DPR: Sepanjang 2013 nasib buruh Indonesia masih buram
Bahkan perburuhan di sektor BUMN pun masih terjadi berbagai bentuk pelanggaran.
Sepanjang tahun ini, DPR mencatat masih banyak kasus eksploitasi buruh secara massif dan sistematis di Indonesia, meski konstitusi dan peraturan perundang-undangan (UU) telah menjamin hak buruh untuk hidup secara adil dan layak.
"Namun sepanjang periode 2013 kondisi perburuhan di Indonesia masih diwarnai potret buram yang terjadi baik di sektor BUMN maupun sektor swasta di mana terjadi berbagai bentuk pelanggaran," kata Anggota Komisi IX DPR RI Rieke Diah Pitaloka, dalam siaran persnya, Kamis (2/1).
Rieke, politisi PDI Perjuangan itu menjelaskan beberapa catatan, di antaranya; perusahaan negara melanggar hukum dan mengeksploitasi pekerjanya serta terjadi PHK sewenang-wenang terhadap sedikitnya 2000-an pekerja outsourcing di BUMN.
Kemudian, sistem perbudakan modern di sektor swasta makin parah. Tahun ini, dia melanjutkan, terbongkar praktik perbudakan terhadap 34 buruh pabrik kuali di Tangerang. Diperkirakan, praktik outsourcing dan kontrak yang melanggar UU juga terjadi terhadap sedikitnya 8 juta buruh Indonesia.

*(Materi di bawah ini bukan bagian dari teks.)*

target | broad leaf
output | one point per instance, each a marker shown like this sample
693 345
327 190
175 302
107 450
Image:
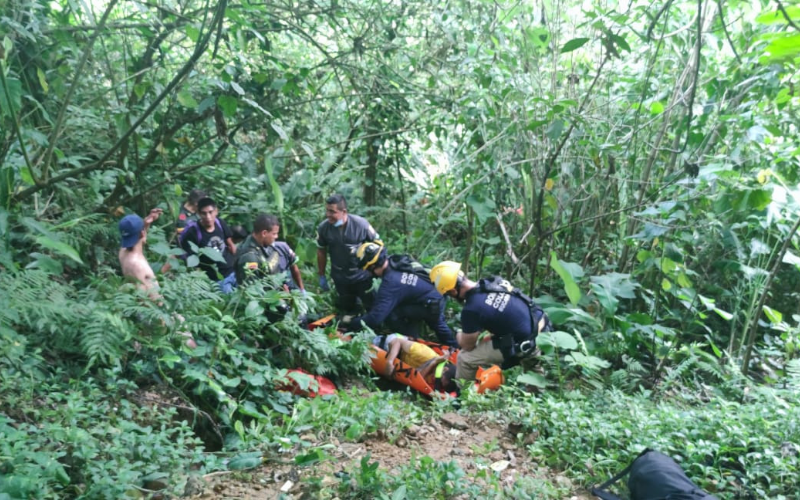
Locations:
59 247
609 287
567 271
228 105
573 44
533 379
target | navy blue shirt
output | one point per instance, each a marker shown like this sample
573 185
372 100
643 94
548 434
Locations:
341 243
398 289
499 313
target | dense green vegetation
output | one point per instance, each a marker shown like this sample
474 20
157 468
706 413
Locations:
634 166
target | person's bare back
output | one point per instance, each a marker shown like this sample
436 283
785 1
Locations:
134 265
133 231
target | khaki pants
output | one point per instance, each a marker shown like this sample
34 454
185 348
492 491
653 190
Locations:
484 355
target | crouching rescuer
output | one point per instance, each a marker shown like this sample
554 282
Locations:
406 297
491 305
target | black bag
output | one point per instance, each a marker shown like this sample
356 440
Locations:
406 264
654 476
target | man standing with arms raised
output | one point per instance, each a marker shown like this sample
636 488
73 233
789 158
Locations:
340 234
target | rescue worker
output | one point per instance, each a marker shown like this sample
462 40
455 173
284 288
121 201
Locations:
339 235
435 369
262 254
406 297
512 319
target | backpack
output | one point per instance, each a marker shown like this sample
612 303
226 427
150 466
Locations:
654 476
406 264
513 351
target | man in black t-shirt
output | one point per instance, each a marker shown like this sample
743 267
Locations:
511 323
214 235
340 234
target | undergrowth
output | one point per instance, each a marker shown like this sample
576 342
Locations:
746 448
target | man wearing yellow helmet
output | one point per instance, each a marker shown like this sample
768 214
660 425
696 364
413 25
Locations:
406 297
510 317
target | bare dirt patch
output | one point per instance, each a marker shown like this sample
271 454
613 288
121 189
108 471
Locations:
473 443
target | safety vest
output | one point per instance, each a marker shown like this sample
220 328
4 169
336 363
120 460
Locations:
513 350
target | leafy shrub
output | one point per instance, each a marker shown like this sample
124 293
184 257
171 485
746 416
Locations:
86 438
725 446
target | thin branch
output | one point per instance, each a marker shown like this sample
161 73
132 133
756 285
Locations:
658 16
725 30
786 15
751 333
509 249
45 159
697 54
15 124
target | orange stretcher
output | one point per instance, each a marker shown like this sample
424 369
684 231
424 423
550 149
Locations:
486 380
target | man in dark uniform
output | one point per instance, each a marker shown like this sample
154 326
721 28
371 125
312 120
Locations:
212 233
261 254
340 235
406 297
511 318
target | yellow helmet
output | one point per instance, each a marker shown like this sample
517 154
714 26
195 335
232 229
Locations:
489 379
444 275
370 253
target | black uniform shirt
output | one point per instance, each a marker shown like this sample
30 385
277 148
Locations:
341 243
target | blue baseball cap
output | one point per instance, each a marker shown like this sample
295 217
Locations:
130 227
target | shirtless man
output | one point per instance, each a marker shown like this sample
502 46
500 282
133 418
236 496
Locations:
133 233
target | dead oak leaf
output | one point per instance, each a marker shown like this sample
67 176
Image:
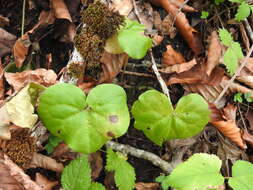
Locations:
41 76
182 24
13 178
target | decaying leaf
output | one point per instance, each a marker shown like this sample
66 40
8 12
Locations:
7 41
13 178
21 110
171 57
39 160
179 68
214 52
40 76
182 24
44 183
228 126
112 65
147 186
248 137
20 147
1 82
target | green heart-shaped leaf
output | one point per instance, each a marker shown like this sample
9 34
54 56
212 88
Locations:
156 117
85 124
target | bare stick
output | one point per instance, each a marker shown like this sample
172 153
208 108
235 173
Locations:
156 160
234 76
159 78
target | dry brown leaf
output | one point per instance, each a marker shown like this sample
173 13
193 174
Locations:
124 7
147 186
228 126
1 81
7 41
44 183
42 161
13 178
179 68
197 75
41 76
112 64
214 52
60 9
167 26
182 24
96 163
171 57
249 117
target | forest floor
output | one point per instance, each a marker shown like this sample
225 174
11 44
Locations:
36 43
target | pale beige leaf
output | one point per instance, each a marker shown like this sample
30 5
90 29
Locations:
21 110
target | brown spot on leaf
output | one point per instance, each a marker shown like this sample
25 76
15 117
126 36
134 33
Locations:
113 119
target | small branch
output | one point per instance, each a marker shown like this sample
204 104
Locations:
159 78
234 76
156 160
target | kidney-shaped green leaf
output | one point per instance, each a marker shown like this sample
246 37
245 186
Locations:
85 124
155 116
242 175
199 172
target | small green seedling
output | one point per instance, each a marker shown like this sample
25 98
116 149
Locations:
233 53
156 117
124 173
84 123
202 172
204 14
77 175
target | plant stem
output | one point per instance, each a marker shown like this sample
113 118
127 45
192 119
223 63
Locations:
156 160
234 76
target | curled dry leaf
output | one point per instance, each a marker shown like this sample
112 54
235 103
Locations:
44 183
214 52
13 178
42 161
41 76
124 7
96 163
112 64
171 57
182 24
197 75
147 186
228 126
60 10
179 68
7 41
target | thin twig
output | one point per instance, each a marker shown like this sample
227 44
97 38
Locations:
234 76
23 18
156 160
159 78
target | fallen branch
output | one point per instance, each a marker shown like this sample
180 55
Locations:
156 160
234 76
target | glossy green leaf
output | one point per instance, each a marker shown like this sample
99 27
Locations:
76 175
85 124
132 40
243 11
199 172
242 176
124 174
159 121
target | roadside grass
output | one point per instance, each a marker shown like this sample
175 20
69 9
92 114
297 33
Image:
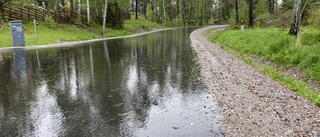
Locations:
68 32
275 45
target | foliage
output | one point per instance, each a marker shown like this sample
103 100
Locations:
287 5
281 51
314 19
243 13
150 13
114 18
50 22
261 7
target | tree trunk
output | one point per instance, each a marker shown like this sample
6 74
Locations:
295 18
88 12
104 16
251 13
237 12
136 9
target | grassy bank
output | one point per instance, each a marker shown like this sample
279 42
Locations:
67 32
276 46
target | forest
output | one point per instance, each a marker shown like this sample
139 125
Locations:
169 13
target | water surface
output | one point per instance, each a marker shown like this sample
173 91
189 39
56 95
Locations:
141 86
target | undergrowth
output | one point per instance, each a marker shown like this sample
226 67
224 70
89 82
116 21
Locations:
275 45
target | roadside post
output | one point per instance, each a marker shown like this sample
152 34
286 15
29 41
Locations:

Berikutnya, soal kebijakan Inpres (Instruksi Presiden) Nomor 9 Tahun 2013 yang diterbitkan pemerintah SBY adalah bukti kebijakan pengupahan pemerintah masih berwatak upah murah dan otoriter serta belum berorientasi untuk meningkatkan kesejahteraan buruh.
Begitu juga dengan kebijakan Sistem Jaminan Sosial dan Keamanan, Kesehatan dan Keselamatan Kerja. Menurut Rieke, kebijakan itu masih belum memberikan perlindungan terhadap buruh.
"Dari sekitar 42,1 juta pekerja formal, hanya 15 persen atau sekitar 13.214.421 juta jiwa tercakup dalam Jamsostek dan dari 237 ribu Perusahaan Swasta hanya sekitar 500 perusahaan yang mempunyai program pensiun," ujarnya.
Masalah lain adalah kekerasan terhadap buruh, seperti pada pemogokan nasional 30 Oktober 2013 lalu, sedikitnya 28 buruh di Bekasi menjadi korban percobaan pembunuhan dan tindak kekerasan oleh preman, dan terjadi pembiaran oleh aparat negara.
Oleh sebab itu Rieke mendesak aparat negara harus melakukan penegakan hukum ketenagakerjaan secara tegas tanpa tebang pilih termasuk terhadap perusahaan BUMN yang melanggar hak normatif pekerja. Rieke juga mendesak agar Inpres Nomor 9 Tahun 2013 dicabut.
Desakan lain, pemerintah juga diminta menghentikan segala bentuk kriminalisasi maupun tindakan represif baik yang dilakukan oleh aparat maupun preman terhadap buruh yang sedang memperjuangkan haknya.
"Likuidasi dan bubarkan Perusahaan Penyedia Jasa Pekerja (PPJP) provider outsourcing tenaga kerja di BUMN dan swasta yang melanggar UU dan status tenaga kerja outsourcing demi hukum hubungan kerjanya beralih menjadi pekerja tetap di perusahaan pemberi pekerjaan yang merupakan pengguna."
Desakan lain, pemerintah diminta menerbitkan 12 peraturan turunan BPJS kesehatan dan 9 peraturan turunan BPJS ketenagakerjaan sesuai dengan amanat UU Nomor 24 Tahun 2011 tentang Badan Penyelenggara Jaminan Sosial dan UU Nomor 40 Tahun 2004 tentang Sistem Jaminan Sosial Nasional (termasuk segera selesaikan revisi Peraturan Pemerintah (PP) Nomor 101 Tahun 2014 tentang penerima PBI dan PP Nomor 12 Tahun 2013 tentang Jaminan Kesehatan.